Critical to the government's case is a claim that Stewart went out of her way to cover up a message from Bacanovic on the day of the ImClone stock sale in which he said he believed the stock would fall.

More than a month later, the government says, Stewart accessed her assistant's computer phone log and changed an entry about the message to simply: "Peter Bacanovic re ImClone."

"It's extremely damning evidence," said David Marder, a former Securities and Exchange Commission lawyer. "It goes way back to Richard Nixon — you see people get in more trouble for covering things up than of the actual conduct."

Still, prosecutors did not actually indict Stewart on the charge of insider trading, an extremely difficult charge to prove in a criminal case.

They did not allege she had advance word of the bad news on ImClone — only that she knew the Waksal family was dumping its stock.
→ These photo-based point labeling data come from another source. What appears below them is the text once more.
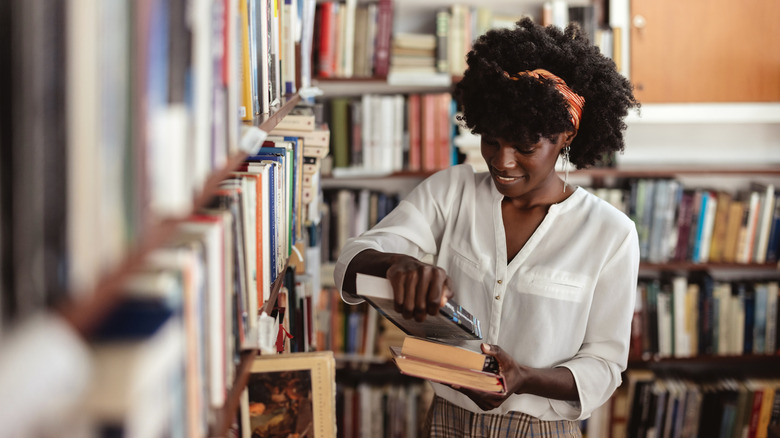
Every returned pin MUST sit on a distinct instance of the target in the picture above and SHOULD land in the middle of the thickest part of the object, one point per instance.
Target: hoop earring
(565, 167)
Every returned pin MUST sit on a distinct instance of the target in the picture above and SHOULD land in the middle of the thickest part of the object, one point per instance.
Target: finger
(448, 292)
(436, 292)
(412, 290)
(423, 286)
(398, 280)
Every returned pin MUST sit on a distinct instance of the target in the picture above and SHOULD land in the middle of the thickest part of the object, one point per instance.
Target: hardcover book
(464, 368)
(452, 321)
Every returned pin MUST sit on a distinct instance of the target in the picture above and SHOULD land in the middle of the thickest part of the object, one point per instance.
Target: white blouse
(565, 300)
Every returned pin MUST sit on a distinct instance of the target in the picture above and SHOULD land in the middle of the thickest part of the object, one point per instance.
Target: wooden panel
(706, 50)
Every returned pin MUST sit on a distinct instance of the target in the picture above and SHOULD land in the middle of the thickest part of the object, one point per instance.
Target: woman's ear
(568, 137)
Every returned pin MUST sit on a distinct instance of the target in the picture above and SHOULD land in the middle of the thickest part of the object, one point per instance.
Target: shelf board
(267, 122)
(713, 365)
(86, 311)
(359, 86)
(690, 266)
(670, 171)
(705, 113)
(627, 171)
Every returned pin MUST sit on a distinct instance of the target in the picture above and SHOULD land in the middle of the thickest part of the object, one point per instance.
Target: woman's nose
(504, 157)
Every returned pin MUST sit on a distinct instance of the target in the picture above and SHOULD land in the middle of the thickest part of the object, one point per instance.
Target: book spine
(383, 36)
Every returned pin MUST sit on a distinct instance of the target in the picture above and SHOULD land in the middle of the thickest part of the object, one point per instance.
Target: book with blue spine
(452, 321)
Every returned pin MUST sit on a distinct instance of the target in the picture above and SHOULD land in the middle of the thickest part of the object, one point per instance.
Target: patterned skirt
(446, 420)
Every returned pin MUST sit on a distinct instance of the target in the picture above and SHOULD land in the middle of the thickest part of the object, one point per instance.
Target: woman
(549, 269)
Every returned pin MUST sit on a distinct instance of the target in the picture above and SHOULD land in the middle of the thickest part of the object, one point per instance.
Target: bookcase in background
(693, 148)
(698, 47)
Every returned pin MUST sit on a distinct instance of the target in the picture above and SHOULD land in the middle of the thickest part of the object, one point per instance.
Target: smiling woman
(553, 269)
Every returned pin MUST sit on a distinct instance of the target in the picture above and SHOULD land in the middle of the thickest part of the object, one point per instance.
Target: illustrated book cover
(293, 394)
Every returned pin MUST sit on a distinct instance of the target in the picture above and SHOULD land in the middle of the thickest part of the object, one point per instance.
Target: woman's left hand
(513, 373)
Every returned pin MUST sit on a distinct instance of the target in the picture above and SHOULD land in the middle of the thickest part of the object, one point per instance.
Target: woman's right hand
(419, 288)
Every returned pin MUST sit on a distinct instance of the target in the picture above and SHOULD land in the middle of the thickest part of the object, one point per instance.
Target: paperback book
(452, 321)
(448, 364)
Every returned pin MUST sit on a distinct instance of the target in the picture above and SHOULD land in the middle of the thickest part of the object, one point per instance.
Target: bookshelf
(703, 142)
(84, 314)
(136, 155)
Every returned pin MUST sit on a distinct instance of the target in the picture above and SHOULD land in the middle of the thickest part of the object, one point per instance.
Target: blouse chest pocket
(558, 285)
(464, 264)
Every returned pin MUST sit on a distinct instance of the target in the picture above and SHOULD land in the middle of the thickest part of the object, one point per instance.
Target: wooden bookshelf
(690, 266)
(644, 171)
(713, 365)
(84, 314)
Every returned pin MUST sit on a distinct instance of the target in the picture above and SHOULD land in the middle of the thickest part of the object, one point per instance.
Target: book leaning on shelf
(448, 364)
(452, 321)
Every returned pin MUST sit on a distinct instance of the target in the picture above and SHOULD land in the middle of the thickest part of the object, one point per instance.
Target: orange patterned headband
(576, 102)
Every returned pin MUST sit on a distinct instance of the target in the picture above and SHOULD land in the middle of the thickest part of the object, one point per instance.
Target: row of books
(135, 105)
(353, 40)
(349, 213)
(275, 40)
(685, 317)
(663, 406)
(359, 40)
(382, 134)
(382, 410)
(166, 356)
(679, 223)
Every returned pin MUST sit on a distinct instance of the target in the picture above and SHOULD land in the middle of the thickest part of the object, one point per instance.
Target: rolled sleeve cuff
(596, 381)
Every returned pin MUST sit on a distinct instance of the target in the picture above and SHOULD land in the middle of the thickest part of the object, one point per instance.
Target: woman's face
(521, 170)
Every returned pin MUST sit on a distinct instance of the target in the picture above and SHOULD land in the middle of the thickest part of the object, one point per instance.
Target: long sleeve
(598, 365)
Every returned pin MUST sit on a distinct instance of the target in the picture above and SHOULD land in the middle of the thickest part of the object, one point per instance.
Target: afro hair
(527, 109)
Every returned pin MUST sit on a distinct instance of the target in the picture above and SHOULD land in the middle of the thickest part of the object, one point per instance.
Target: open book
(452, 321)
(448, 364)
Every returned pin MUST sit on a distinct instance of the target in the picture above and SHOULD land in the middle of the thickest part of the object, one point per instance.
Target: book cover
(719, 227)
(773, 244)
(293, 395)
(731, 243)
(452, 321)
(447, 373)
(414, 126)
(457, 356)
(764, 221)
(246, 79)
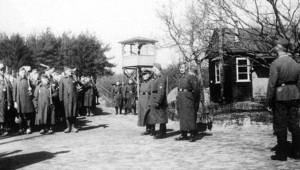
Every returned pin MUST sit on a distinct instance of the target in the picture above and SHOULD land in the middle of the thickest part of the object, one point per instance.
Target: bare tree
(266, 21)
(189, 30)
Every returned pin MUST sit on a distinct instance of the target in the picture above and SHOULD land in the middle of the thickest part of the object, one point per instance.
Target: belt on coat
(288, 83)
(185, 90)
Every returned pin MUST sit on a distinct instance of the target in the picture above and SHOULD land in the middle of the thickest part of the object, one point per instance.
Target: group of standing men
(283, 98)
(152, 102)
(44, 100)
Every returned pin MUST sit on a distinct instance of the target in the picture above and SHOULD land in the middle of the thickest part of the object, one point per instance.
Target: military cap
(146, 72)
(157, 65)
(1, 66)
(44, 76)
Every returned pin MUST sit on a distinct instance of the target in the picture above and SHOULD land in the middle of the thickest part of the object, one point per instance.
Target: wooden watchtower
(137, 53)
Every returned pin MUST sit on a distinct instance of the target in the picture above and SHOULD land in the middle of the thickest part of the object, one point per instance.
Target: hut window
(217, 72)
(242, 70)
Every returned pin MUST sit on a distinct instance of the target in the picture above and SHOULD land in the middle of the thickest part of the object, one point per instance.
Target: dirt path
(108, 141)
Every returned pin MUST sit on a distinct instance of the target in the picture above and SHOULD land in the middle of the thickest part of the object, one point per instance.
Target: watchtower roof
(138, 40)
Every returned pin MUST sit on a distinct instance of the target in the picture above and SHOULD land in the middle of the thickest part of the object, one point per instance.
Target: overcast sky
(110, 20)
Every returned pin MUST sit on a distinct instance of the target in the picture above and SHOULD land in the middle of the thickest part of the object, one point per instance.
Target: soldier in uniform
(5, 97)
(88, 96)
(43, 102)
(68, 93)
(144, 118)
(158, 102)
(187, 103)
(130, 94)
(283, 96)
(118, 97)
(22, 96)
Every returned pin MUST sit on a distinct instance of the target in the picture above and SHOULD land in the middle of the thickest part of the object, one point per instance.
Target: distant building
(246, 66)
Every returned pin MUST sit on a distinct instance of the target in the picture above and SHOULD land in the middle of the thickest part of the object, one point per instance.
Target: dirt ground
(108, 141)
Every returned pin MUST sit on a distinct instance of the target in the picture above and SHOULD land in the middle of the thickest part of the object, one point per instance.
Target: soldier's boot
(281, 153)
(193, 136)
(120, 110)
(87, 112)
(147, 132)
(295, 152)
(152, 130)
(274, 148)
(162, 131)
(183, 136)
(116, 110)
(68, 130)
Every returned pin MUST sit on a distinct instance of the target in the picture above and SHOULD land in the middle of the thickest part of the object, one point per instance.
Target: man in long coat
(158, 102)
(68, 93)
(22, 96)
(144, 118)
(117, 94)
(88, 96)
(283, 96)
(5, 97)
(43, 102)
(130, 94)
(187, 103)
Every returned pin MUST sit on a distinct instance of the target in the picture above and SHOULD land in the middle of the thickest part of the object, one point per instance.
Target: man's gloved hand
(269, 109)
(156, 105)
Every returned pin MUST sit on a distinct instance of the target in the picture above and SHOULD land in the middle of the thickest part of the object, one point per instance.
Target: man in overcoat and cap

Instead, the SEC charged Stewart with insider trading in a civil action filed Wednesday just after the criminal charges.

The complaint seeks to ban Stewart from ever leading a public company and force her and Bacanovic to pay more than $45,000 — the losses they say Stewart avoided by unloading ImClone stock.

Proving insider trading in a civil case requires showing only that a "preponderance of the evidence" implicates the defendant. Convicting someone of insider trading in a criminal case requires proof "beyond a reasonable doubt."

"Clearly, a tactical decision was made to shy away from the more complex securities violations," Mintz said. "The government strategy here is going to be to make this case as simple as possible."

One way to keep it simple, says CBS News legal analyst Andrew Cohen, is to focus on lying — Stewart's alleged untruthfulness to federal investigators as well as the investors who heard her speech.

The impeachment saga of President Clinton, Cohen said, created an awareness of how lying about something to an investigator or prosecutor can be considered criminal, even if the underlying offense is not.